Le lundi 28 octobre 2024 devait marquer le début du procès de Gérard Depardieu au tribunal correctionnel de Paris, poursuivi pour des agressions sexuelles présumées sur le tournage du film Les Volets Verts de Jean Becker, en septembre 2021. Mais l'acteur de 75 ans n'était pas au rendez-vous. Son avocat, Me Jérémie Assous, a réclamé un renvoi de l'audience pour raisons médicales, certificat à l'appui. Le procès a finalement été reporté aux 24 et 25 mars 2025.

Dans ce contexte, BFMTV a diffusé un long format revenant sur une page méconnue de l'histoire du cinéma français : les déclarations publiques de Sophie Marceau, en 1985, concernant le comportement qu'elle jugeait « violent » de Gérard Depardieu sur le tournage de Police, réalisé par Maurice Pialat. À seulement 18 ans, la jeune actrice avait osé mettre des mots sur une ambiance de plateau qu'elle vivait comme un calvaire.

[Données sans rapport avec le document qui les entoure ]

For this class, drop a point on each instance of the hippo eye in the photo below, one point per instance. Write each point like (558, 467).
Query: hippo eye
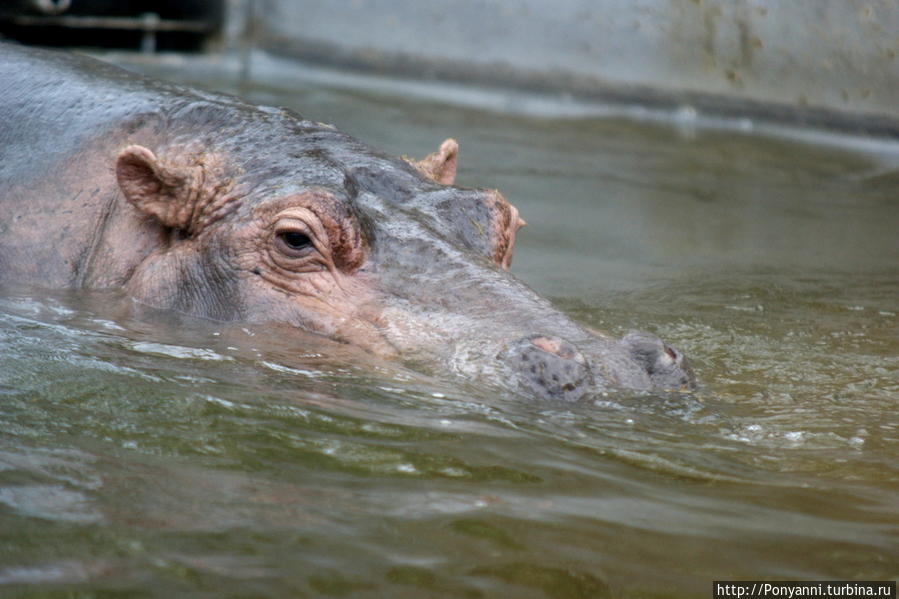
(294, 240)
(293, 243)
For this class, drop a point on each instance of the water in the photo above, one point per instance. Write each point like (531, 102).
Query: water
(143, 455)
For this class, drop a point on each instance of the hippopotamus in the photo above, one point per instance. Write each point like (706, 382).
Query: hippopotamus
(204, 204)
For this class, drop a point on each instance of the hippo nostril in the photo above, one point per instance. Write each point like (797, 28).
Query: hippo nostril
(549, 367)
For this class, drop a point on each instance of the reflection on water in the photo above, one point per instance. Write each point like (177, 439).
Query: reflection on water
(176, 458)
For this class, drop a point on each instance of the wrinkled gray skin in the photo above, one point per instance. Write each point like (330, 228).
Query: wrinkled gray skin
(203, 204)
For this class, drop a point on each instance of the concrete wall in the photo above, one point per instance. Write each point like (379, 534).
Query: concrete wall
(835, 55)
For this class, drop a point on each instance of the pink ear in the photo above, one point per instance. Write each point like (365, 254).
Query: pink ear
(441, 165)
(163, 191)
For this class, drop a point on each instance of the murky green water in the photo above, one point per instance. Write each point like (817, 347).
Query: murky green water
(144, 456)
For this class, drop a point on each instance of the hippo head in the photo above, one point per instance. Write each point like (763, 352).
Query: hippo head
(269, 218)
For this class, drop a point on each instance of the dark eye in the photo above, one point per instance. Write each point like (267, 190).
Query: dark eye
(295, 240)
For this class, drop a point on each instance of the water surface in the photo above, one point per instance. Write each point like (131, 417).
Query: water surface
(149, 456)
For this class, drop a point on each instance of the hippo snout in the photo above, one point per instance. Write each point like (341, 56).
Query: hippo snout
(549, 367)
(668, 368)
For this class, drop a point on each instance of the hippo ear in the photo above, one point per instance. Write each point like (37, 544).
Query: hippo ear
(161, 190)
(441, 165)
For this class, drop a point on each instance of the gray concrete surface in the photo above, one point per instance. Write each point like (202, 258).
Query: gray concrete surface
(837, 59)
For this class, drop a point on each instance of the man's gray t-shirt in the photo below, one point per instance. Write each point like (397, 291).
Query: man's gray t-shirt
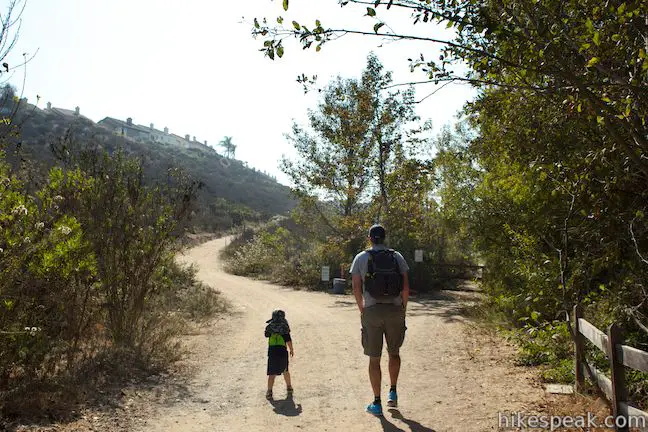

La réaction de Depardieu et Pialat ne s'était pas fait attendre. Des archives exhumées par BFMTV montrent le comédien traiter Sophie Marceau d'« abrutie » face à Michel Denisot. Plus violent encore, le réalisateur Pialat, décédé en 2003, avait déclaré sur Europe 1 : « C'est la petite conne de Marceau... Si je méritais vraiment ma réputation, je lui aurais flanqué ma main dans la gueule. » Des propos sidérants, ténus contre une adolescente qui avait simplement parlé de son vécu.

Quarante ans plus tard, Sophie Marceau demeure l'une des très rares actrices françaises à avoir élevé la voix contre Gérard Depardieu à une époque où le silence était la norme absolue dans le milieu du cinéma. Son témoignage précoce prend aujourd'hui une résonance particulière, alors que la justice s'empare enfin du dossier et que la parole des victimes se libère progressivement dans toute l'industrie audiovisuelle.

Le procès, désormais fixé au printemps 2025, s'annonce comme un moment charnière pour le cinéma français et pour la question de l'impunité dans les milieux artistiques. Sophie Marceau, elle, aura eu 40 ans d'avance sur son temps.